One of two rival factions in an Indian town where gunmen killed a Finnish rights observer and a Mexican activist demanded Monday that the government send soldiers and police to keep the peace, saying they live in fear and are largely cut off from the outside.

The request came from the Triqui Indian organization known as Ubisort–the same one that rivals accuse of being behind last month’s deadly ambush of a caravan of activists in southern Oaxaca state.

“We having been asking for the army to be sent in and police to be sent,” said Anastasio Hernandez Juarez, assistant mayor of San Juan Copala. “What we want is for order to be re-established.”

Francisca Hernandez, a 20-year-old resident clad in the Triquis’ traditional long red dress and hair ribbons, said the town has essentially been shut down since fresh violence erupted in late 2009 in a conflict that has simmered for years.

{snip}

In 2007, a group known as Multi declared an “autonomous municipality” similar to what Zapatista rebels have established in part of Chiapas state, intent on running San Juan Copala without interference from state or federal authorities.

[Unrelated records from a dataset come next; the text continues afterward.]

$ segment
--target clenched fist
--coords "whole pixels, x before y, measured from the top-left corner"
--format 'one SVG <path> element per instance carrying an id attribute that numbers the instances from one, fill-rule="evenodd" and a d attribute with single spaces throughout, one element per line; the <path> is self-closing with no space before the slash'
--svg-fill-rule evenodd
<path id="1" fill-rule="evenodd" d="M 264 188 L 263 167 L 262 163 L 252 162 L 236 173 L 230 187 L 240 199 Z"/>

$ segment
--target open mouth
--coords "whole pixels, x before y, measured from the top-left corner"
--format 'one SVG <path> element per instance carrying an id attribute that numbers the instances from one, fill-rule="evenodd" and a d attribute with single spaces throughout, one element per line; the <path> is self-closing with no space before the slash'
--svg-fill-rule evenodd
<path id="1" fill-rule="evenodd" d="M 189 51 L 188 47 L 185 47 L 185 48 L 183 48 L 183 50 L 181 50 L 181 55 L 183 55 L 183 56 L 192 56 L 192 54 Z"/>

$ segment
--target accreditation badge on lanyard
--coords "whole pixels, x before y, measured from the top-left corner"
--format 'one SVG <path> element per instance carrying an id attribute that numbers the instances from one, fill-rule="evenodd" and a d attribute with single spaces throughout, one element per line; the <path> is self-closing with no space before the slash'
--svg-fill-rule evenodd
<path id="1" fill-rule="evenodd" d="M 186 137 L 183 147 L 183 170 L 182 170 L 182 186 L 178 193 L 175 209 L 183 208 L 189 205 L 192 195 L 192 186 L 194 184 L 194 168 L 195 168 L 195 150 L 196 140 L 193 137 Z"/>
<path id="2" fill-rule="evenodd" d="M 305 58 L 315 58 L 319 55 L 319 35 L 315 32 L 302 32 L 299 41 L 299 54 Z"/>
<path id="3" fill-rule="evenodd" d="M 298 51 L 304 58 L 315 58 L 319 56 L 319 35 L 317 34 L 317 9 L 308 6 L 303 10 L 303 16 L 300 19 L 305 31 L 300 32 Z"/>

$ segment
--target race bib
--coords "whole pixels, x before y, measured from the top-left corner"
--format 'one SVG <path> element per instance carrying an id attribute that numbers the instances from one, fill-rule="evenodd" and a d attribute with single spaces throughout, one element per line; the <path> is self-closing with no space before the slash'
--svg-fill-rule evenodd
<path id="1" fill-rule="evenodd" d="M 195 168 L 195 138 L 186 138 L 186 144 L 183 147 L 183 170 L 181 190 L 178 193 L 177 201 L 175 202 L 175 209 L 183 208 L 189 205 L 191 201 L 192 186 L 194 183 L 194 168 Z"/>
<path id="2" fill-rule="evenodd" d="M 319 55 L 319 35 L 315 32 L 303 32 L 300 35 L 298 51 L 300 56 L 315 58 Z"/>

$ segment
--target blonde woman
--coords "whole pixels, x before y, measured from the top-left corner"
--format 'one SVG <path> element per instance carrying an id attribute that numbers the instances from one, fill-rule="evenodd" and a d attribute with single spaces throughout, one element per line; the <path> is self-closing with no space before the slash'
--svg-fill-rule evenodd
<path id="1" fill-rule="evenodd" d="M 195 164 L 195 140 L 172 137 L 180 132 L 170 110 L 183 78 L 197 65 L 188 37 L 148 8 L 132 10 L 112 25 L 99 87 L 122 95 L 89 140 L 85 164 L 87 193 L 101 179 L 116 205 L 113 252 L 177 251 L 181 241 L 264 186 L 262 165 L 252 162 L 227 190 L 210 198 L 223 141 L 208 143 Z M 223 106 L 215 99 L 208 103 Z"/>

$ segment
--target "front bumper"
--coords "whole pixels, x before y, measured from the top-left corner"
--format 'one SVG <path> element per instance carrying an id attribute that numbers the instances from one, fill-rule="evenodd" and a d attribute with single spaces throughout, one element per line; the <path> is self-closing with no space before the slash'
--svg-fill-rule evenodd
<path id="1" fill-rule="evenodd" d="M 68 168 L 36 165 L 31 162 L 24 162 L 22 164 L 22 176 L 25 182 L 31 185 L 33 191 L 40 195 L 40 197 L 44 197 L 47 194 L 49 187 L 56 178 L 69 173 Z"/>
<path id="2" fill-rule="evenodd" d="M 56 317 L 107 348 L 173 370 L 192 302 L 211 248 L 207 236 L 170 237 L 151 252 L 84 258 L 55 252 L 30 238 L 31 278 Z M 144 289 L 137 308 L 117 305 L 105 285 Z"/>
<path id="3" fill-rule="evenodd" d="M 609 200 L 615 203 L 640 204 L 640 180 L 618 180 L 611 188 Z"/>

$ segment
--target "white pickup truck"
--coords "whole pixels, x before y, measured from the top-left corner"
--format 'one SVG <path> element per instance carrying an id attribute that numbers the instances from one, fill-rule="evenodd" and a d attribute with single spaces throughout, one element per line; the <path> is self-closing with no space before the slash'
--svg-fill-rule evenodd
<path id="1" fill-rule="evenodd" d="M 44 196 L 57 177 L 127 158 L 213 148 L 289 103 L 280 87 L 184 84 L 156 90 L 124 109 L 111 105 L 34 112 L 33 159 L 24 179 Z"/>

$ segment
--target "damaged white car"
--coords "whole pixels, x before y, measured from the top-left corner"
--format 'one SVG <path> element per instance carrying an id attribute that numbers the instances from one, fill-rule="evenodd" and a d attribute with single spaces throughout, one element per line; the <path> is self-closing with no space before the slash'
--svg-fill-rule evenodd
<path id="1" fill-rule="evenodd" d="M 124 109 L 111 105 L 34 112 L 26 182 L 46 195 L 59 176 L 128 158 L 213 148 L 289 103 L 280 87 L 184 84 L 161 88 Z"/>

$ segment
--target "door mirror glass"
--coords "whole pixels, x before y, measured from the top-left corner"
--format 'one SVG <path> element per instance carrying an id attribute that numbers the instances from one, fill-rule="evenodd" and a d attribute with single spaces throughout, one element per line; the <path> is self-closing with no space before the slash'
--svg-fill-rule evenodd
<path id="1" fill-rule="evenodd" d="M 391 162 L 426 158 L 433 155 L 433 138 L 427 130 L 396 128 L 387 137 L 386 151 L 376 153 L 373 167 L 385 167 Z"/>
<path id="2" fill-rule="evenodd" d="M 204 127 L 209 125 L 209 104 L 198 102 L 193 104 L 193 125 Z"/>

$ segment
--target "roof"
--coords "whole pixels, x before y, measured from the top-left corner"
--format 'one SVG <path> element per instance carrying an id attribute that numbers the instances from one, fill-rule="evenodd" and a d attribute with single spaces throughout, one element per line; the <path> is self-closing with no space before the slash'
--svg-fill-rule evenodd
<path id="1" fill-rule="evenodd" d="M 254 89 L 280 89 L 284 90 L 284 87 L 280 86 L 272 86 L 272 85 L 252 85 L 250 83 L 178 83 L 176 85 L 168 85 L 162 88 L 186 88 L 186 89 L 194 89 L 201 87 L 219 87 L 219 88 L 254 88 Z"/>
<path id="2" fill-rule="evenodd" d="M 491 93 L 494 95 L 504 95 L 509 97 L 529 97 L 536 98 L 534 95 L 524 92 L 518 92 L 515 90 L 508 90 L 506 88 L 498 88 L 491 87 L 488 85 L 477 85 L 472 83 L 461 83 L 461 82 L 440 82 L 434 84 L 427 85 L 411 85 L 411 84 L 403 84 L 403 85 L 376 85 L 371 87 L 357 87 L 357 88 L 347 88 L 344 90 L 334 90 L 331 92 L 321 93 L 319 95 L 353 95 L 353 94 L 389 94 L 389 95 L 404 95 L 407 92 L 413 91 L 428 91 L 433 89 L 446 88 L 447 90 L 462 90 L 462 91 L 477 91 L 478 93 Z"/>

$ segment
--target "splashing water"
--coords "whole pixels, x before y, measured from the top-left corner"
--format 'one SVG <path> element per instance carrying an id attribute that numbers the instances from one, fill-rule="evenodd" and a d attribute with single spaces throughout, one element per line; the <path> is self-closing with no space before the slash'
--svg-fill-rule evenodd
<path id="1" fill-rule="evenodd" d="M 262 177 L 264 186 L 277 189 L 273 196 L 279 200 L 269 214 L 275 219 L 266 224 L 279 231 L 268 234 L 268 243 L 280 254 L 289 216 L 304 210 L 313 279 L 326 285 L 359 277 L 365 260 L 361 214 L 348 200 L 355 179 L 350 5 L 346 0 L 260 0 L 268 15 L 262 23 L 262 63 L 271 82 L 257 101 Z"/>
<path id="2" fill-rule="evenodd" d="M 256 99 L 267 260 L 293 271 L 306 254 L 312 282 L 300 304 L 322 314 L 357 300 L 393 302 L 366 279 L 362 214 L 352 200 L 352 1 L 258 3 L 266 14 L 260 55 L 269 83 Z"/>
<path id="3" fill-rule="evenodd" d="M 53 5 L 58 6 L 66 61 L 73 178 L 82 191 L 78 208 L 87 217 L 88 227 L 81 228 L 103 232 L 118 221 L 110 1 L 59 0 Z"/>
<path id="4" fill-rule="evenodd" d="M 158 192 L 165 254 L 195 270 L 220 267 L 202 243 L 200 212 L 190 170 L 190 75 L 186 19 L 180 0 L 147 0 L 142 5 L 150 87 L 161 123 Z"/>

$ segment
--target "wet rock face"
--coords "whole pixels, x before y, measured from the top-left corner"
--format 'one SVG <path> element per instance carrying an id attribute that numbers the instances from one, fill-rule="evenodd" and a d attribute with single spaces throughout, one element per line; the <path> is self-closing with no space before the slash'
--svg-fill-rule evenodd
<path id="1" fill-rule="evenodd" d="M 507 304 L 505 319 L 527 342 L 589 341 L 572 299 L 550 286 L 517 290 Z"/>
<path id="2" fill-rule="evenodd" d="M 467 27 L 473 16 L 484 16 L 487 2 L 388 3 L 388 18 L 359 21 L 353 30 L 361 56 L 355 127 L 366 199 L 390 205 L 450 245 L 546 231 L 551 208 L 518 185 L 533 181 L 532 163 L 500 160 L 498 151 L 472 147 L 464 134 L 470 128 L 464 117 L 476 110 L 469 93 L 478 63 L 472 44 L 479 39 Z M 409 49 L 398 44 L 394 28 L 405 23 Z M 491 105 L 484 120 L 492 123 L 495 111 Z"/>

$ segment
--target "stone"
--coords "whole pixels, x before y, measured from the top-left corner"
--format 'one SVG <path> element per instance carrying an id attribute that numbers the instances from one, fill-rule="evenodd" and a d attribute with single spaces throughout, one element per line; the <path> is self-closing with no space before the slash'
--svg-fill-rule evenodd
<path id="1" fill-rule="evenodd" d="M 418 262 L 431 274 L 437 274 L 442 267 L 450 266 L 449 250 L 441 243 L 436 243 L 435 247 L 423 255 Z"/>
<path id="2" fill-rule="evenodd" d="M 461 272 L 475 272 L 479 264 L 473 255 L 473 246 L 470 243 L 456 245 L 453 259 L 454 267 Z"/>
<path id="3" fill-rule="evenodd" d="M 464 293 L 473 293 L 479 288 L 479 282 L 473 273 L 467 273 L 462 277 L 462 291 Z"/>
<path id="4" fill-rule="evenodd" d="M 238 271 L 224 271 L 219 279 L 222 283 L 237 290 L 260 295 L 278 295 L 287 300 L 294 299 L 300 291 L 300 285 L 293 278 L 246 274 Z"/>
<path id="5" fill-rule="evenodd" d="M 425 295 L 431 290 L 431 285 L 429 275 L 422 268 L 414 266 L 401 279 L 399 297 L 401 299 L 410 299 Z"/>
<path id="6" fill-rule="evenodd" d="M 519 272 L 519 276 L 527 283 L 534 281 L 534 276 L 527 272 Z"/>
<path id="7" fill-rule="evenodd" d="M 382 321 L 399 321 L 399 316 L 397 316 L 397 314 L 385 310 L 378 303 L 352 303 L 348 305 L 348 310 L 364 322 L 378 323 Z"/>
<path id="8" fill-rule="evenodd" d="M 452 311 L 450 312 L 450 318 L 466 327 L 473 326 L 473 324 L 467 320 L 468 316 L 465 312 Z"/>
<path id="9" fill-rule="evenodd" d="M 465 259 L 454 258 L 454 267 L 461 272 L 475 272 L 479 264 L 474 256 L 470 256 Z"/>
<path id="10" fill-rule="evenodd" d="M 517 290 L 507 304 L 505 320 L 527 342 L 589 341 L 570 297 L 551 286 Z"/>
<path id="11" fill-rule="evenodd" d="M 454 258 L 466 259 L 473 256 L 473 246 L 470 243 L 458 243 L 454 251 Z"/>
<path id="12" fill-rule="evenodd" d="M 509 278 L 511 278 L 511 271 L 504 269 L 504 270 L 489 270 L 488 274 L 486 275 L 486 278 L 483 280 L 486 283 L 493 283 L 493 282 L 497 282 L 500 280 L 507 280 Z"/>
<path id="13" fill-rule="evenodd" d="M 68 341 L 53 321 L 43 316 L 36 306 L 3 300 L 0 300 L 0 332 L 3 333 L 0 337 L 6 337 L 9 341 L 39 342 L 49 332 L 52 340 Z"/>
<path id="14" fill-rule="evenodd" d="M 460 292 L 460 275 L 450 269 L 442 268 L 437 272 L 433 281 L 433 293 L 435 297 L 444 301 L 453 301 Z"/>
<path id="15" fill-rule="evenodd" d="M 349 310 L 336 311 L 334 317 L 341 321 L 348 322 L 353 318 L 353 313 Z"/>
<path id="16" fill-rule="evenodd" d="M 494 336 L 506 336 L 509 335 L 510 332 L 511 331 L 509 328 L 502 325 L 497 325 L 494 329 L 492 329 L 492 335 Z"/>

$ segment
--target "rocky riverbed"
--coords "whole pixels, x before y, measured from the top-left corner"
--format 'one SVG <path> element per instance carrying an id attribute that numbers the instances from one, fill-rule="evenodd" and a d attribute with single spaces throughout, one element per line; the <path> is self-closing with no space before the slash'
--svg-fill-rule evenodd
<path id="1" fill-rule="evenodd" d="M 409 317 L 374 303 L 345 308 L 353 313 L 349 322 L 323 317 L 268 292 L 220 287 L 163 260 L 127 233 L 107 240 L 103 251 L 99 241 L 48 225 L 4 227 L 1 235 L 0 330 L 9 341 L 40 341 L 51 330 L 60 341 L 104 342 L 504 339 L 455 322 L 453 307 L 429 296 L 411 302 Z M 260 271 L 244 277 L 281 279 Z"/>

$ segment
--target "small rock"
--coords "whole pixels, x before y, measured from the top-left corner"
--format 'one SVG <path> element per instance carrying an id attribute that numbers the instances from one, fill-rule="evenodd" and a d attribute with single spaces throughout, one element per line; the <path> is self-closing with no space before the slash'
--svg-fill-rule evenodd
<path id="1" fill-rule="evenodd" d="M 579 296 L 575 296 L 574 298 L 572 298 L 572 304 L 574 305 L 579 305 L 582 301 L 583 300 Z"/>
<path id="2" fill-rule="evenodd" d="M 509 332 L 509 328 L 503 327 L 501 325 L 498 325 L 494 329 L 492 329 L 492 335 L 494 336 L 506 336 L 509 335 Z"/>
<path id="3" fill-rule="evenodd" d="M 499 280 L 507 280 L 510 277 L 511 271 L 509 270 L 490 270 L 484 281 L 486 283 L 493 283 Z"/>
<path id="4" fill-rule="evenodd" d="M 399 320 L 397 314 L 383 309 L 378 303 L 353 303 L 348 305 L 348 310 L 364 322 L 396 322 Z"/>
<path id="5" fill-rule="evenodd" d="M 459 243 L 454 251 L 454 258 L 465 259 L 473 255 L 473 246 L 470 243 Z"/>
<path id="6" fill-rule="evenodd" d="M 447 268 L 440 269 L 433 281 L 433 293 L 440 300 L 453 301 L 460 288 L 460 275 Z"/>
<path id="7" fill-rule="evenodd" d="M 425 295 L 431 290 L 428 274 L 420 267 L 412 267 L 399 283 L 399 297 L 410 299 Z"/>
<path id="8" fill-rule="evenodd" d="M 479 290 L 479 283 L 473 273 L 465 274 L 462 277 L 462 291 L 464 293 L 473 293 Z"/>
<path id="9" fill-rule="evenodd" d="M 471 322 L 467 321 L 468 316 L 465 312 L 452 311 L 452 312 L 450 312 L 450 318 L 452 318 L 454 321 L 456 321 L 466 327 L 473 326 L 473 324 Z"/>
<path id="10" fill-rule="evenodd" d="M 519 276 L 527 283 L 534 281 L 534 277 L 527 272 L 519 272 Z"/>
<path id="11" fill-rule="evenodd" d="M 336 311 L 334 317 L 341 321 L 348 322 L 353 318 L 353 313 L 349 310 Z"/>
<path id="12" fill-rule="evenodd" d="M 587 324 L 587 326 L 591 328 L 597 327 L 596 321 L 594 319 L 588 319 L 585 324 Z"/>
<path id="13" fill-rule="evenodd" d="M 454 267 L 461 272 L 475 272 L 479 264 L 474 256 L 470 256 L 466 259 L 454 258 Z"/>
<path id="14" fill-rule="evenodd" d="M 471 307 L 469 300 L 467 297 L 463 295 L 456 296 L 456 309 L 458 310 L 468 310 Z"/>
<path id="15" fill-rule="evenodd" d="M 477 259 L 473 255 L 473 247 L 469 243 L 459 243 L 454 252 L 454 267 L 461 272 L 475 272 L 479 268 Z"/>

But those siding with Ubisort are angered by Multi’s insistence on refusing outside aid.

“The people of San Juan Copala don’t want that kind of government,” said Hernandez Juarez, the assistant mayor. “We let them govern for four years, and they blocked all kinds of federal social programs. And the ones who are paying the price are the women and children.”

Today, both Ubisort and Multi say, gunmen roam outside the village shooting at rivals. Schools have been closed for weeks because teachers fled and refuse to return while the violence persists.

Even traveling the region’s dirt roads means putting one’s life in danger {snip}.

With journalists and activists afraid to enter San Juan Copala for months, the caravan was put together so outsiders could witness conditions in the town firsthand.

Caravan organizers call Ubisort and another pro-government group “paramilitaries” and say they were likely behind the attack.

Gabriela Jimenez of the People’s Assembly of Oaxaca–a leftist group that seized control of the state capital for almost five months in 2006 and helped organize the ill-fated trip–blamed Ubisort for the killings, saying it was allied with what she described as repressive state authorities.

Hernandez Juarez denied responsibility for the ambush and even accused Multi of attacking its own caravan in a ruse to gain public sympathy.

{snip}

Mexico’s federal government, sensitive about claims of Indian autonomous rights and the upcoming gubernatorial election in Oaxaca, has been loath to intervene.